A government report on March 19 showed Canada’s annual cost of living rose 2.1 in February, more than forecast, fueling expectations the country’s central bank will raise interest rates before the U.S. Federal Reserve. The Bank of Canada kept its target rate at 0.25 percent at its last meeting on March 2.

“The market looks very long Canadian dollar at the moment and the positioning is a concern here,” said Shaun Osborne, chief currency strategist at Toronto-Dominion Bank. “Price action Friday was actually very USD-bullish in the short term so we are looking for a correction towards C$1.03 maybe C$1.04.” A long is a bet the price of an asset will rise.

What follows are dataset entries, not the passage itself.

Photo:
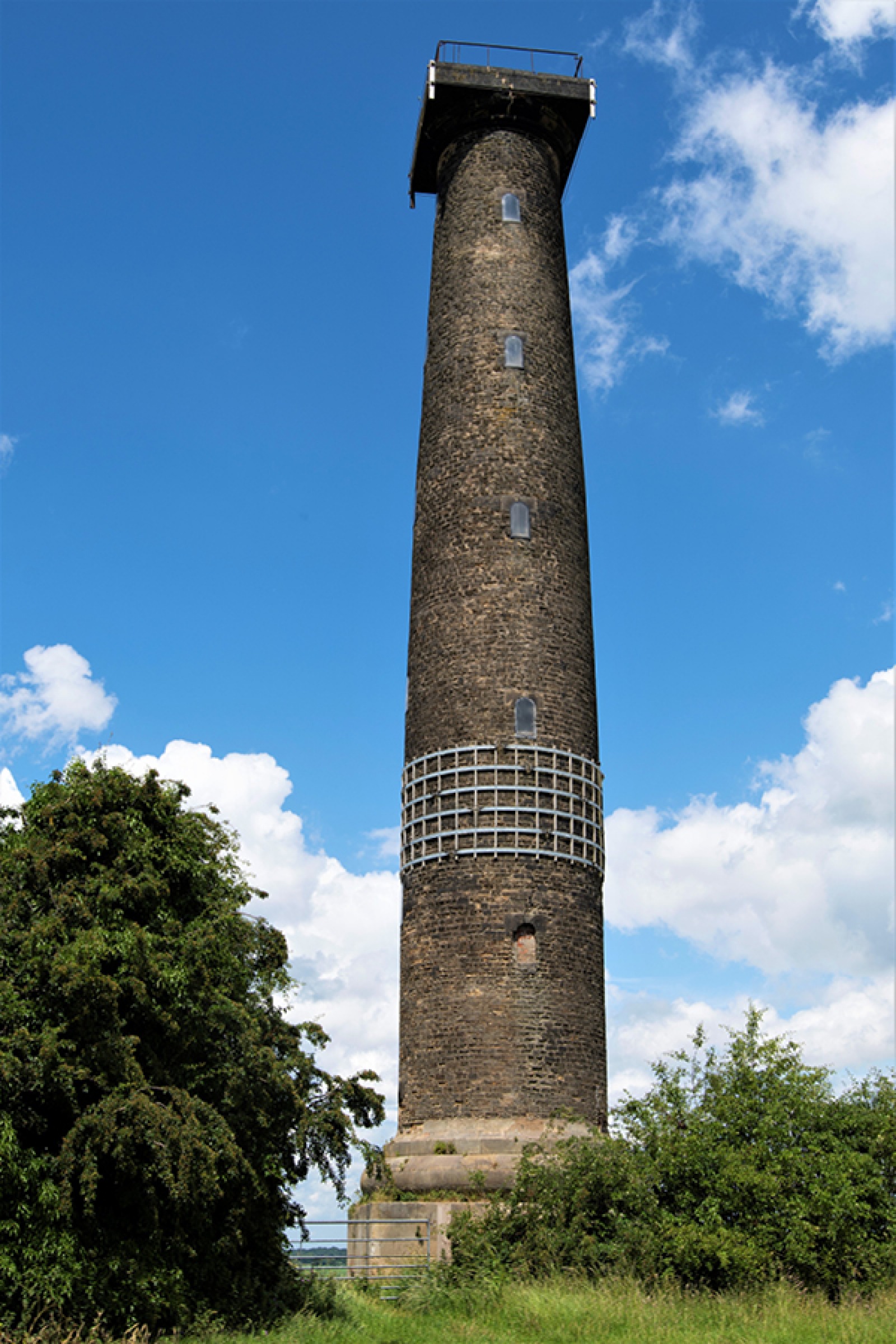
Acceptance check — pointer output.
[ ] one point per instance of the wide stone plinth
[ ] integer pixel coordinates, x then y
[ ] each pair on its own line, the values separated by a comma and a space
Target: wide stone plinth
390, 1238
464, 1155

Speculative net long positions -- bets that the Canadian currency will rise versus bets that it will fall -- increased to 69,640 contracts on March 16, compared with net longs of 61,399 a week earlier, according to data from the Commodity Futures Trading Commission in Washington.

Productivity Gains

Canadian Industry Minister Tony Clement last week said he’s confident productivity gains will offset a strengthening loonie, which is making the country’s exports more expensive.

Bank of Canada policy makers reiterated after a meeting on March 2 that the loonie’s “persistent strength” hampers the nation’s economic recovery.